We were recently conducting a workshop for managers of a mid size private Organisation. The session dealt with multiple areas with reference to managerial capabilities. One of the points that got managers into a debate was : Why should I (the manager) bother about creating a learning organisation? Is it not the responsibility of ‘a particular function’ within the Organisation? 

Some of them said that as a manager, the measure of success is different—through the achievements of your team rather than your individual accomplishments. This calls for a different skill set. When you become a manager, your technical expertise remains important but no longer defines your responsibilities. Your job is to get results through the creativity, expertise, and energy of others. 

This means that the individual who is calling herself as the manager needs to learn these skills. Keeping her team members competitive and relevant calls for constantly investing time in developing people. 

Peter Senge, an American systems scientists and founder of Society for Organisational Learning, has done a seminal work on Organisational learning. We think that leaders and managers can take a leaf from his work and use it in their personal and professional journey. Senge says that change is teaming and learning is change. Thus, it is possible for organizations to learn to change because “deep down, we are all learners”. In his book “The Fifth Discipline”, Senge wants to destroy the illusion that the world is created out of separate, unrelated forces. When we give up this illusion, we can then build ‘learning organizations’, organizations where people continually expand their capacity to create the results they truly desire, where new and expansive patterns of thinking are nurtured, where collective aspiration is set free, and where people are continually learning how to learn together. Managers must learn to detect seven organizational ‘learning disabilities’ and use the “Five Disciplines” as antidotes to them. 

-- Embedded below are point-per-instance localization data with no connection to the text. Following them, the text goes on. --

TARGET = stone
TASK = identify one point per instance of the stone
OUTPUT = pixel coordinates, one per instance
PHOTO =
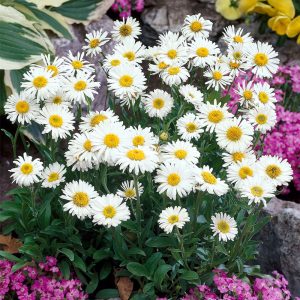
(280, 242)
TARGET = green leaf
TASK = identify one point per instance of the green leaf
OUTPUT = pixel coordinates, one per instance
(137, 269)
(68, 253)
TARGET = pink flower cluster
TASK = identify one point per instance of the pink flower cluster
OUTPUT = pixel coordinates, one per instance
(233, 288)
(38, 282)
(124, 7)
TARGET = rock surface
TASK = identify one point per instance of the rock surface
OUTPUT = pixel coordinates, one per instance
(280, 242)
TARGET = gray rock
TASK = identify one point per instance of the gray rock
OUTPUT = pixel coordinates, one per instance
(280, 242)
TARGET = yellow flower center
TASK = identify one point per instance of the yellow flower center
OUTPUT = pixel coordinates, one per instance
(136, 154)
(77, 64)
(126, 81)
(138, 140)
(261, 59)
(257, 191)
(215, 116)
(53, 177)
(80, 85)
(172, 53)
(125, 30)
(261, 119)
(248, 95)
(88, 145)
(97, 119)
(196, 26)
(223, 226)
(40, 82)
(208, 177)
(237, 156)
(180, 154)
(94, 43)
(22, 107)
(81, 199)
(57, 100)
(53, 69)
(245, 172)
(217, 75)
(111, 140)
(263, 97)
(109, 212)
(173, 179)
(129, 193)
(115, 62)
(238, 39)
(26, 168)
(273, 171)
(234, 133)
(191, 127)
(162, 65)
(129, 55)
(56, 121)
(158, 103)
(173, 219)
(202, 52)
(173, 70)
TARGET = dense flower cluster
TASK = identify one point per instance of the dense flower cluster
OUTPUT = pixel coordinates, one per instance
(42, 281)
(232, 288)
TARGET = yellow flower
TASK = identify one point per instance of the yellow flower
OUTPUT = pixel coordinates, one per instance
(279, 24)
(283, 7)
(294, 27)
(229, 12)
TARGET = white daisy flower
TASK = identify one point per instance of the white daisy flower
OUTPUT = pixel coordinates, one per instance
(232, 36)
(21, 108)
(158, 103)
(94, 42)
(94, 118)
(173, 216)
(127, 190)
(56, 120)
(79, 195)
(108, 139)
(218, 77)
(133, 51)
(206, 181)
(203, 52)
(77, 63)
(110, 211)
(27, 170)
(189, 127)
(137, 160)
(237, 156)
(264, 95)
(127, 81)
(195, 27)
(224, 226)
(39, 83)
(263, 59)
(175, 75)
(238, 172)
(257, 190)
(213, 115)
(179, 151)
(191, 94)
(276, 169)
(235, 134)
(142, 136)
(53, 175)
(125, 29)
(262, 118)
(175, 179)
(80, 86)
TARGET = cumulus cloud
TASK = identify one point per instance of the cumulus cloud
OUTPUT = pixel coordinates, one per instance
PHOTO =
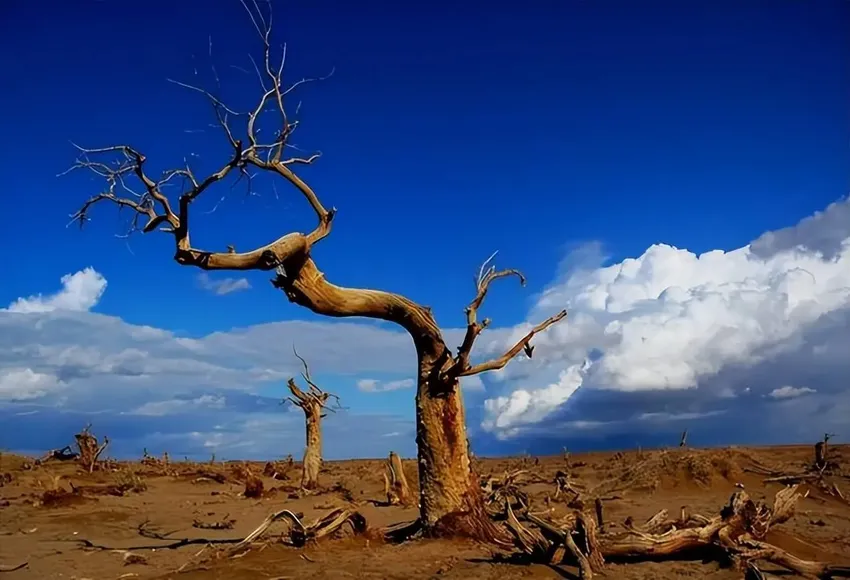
(789, 392)
(80, 292)
(652, 342)
(25, 384)
(672, 320)
(174, 406)
(222, 286)
(376, 386)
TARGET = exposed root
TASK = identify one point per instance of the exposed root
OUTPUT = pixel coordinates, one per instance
(497, 490)
(739, 532)
(403, 531)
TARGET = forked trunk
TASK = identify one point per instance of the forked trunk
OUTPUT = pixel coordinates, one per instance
(312, 463)
(449, 495)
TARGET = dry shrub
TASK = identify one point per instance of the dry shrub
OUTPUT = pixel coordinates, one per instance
(54, 494)
(128, 481)
(253, 485)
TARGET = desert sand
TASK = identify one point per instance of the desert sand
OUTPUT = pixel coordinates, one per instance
(59, 521)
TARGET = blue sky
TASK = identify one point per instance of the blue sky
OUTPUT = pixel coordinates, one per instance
(569, 136)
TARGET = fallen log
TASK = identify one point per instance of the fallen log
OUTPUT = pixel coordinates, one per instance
(738, 533)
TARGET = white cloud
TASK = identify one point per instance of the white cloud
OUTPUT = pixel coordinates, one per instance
(24, 384)
(80, 292)
(376, 386)
(666, 333)
(172, 406)
(789, 392)
(472, 384)
(671, 319)
(223, 286)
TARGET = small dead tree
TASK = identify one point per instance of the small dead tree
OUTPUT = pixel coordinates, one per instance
(450, 499)
(90, 450)
(395, 482)
(821, 451)
(312, 402)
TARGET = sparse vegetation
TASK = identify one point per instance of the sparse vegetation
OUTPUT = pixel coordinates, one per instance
(592, 514)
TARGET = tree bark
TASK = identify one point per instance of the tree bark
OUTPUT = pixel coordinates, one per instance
(449, 496)
(312, 463)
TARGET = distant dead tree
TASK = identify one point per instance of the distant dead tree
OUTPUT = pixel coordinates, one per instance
(312, 402)
(450, 499)
(90, 449)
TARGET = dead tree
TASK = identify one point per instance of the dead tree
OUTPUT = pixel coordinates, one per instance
(312, 402)
(450, 500)
(90, 450)
(395, 482)
(821, 451)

THE FIVE DISCIPLINES OF SENGE 

The five components in the model from Senge are: 

1. Systems Thinking. The integrative (fifth) discipline that fuses the other 4 into a coherent body of theory and practice. 

2. Personal Mastery. People must regard their life and their work such as an artist would regard a work of art. 

3. Mental Models. Deeply ingrained assumptions or mental images that influence how we understand the world and how we take action. 

4. Building Shared Vision. If there is a genuine vision, people excel and learn, not because they have to, but because they want to. 

5. Team Learning. Team-members participate in true dialogue. They suspend their assumptions. 

All these 5 disciplines must be employed in a never-ending quest to expand the capacity of the organization to create its future. Learning Organizations are those organizations that can go beyond survival learning, to perform generative learning: a form of learning that enhances their capacity to create. 

We think leaders and managers have a very important role to play in building this culture of continuous learning within the Organisation.